The S&P CoreLogic Case-Shiller U.S. National Home Price NSA Index reported a 5.8% annual gain in August, down from 6.0% in the previous month. The 10-City Composite annual increase came in at 5.1%, down from 5.5% in the previous month. The 20-City Composite posted a 5.5% year-over-year gain, down from 5.9% in the previous month.

Las Vegas, San Francisco and Seattle reported the highest year-over-year gains among the 20 cities. In August, Las Vegas led the way with a 13.9% year-over-year price increase, followed by San Francisco with a 10.6% increase and Seattle with a 9.6% increase. Four of the 20 cities reported greater price increases in the year ending August 2018 versus the year ending July 2018.

Before seasonal adjustment, the National Index posted a month-over-month gain of 0.2% in August. The 10-City and 20-City Composites did not report any gains for the month. After seasonal adjustment, the National Index recorded a 0.6% month-over-month increase in August. The 10-City Composite and the 20-City Composite both posted 0.1% month-over-month increases.
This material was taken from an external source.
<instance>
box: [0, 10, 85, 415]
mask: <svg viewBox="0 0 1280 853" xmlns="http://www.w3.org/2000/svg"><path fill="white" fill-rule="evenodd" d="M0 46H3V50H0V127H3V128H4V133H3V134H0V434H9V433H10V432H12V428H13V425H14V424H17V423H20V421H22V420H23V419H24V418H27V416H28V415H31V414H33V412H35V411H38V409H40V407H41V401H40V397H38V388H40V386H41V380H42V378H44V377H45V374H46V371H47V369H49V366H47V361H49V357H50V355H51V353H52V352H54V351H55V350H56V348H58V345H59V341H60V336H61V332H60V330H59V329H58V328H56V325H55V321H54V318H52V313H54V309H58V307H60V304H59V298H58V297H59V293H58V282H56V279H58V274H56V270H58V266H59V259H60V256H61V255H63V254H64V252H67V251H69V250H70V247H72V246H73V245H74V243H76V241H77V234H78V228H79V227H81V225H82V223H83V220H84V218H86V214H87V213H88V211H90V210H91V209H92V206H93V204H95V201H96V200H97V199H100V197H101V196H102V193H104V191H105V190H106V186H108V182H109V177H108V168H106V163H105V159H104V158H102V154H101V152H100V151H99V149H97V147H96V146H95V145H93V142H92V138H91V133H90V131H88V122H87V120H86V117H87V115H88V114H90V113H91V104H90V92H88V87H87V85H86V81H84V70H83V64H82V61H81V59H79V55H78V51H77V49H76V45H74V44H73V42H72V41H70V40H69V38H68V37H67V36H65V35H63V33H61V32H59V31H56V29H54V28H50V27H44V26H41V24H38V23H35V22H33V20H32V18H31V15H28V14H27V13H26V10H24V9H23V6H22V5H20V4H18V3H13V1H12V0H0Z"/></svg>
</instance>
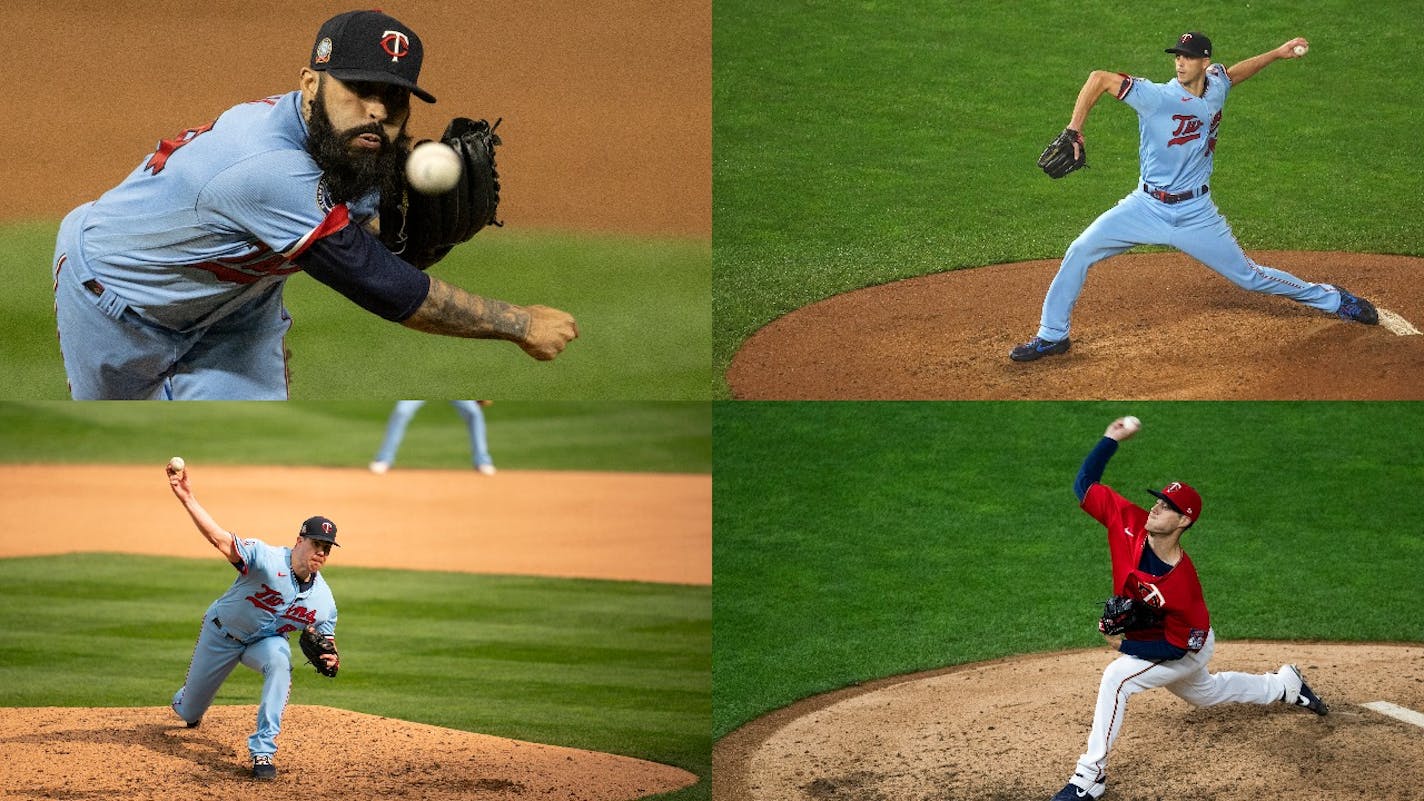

In August, 12 of 20 cities reported increases before seasonal adjustment, while 17 of 20 cities reported increases after seasonal adjustment.

“Following reports that home sales are flat to down, price gains are beginning to moderate,” says David M. Blitzer, managing director and chairman of the Index Committee at S&P Dow Jones Indices. “Comparing prices to their levels a year earlier, 14 of the 20 cities, the National Index plus the 10-city and 20-city Composite Indices all show slower price growth. The seasonally adjusted monthly data show that 10 cities experienced declining prices. Other housing data tell a similar story: prices and sales of new single family homes are weakening, housing starts are mixed and residential fixed investment is down in the last three quarters. Rising prices may be pricing some potential home buyers out of the market, especially when combined with mortgage rates approaching 5% for 30-year fixed rate loans.

“There are no signs that the current weakness will become a repeat of the crisis, however. In 2006, when home prices peaked and then tumbled, mortgage default rates bottomed out and started a three year surge,. Blitzer said. Today, the mortgage default rates reported by the S&P/Experian Consumer Credit Default Indices are stable. Without a collapse in housing finance like the one seen 12 years ago, a crash in home prices is unlikely.”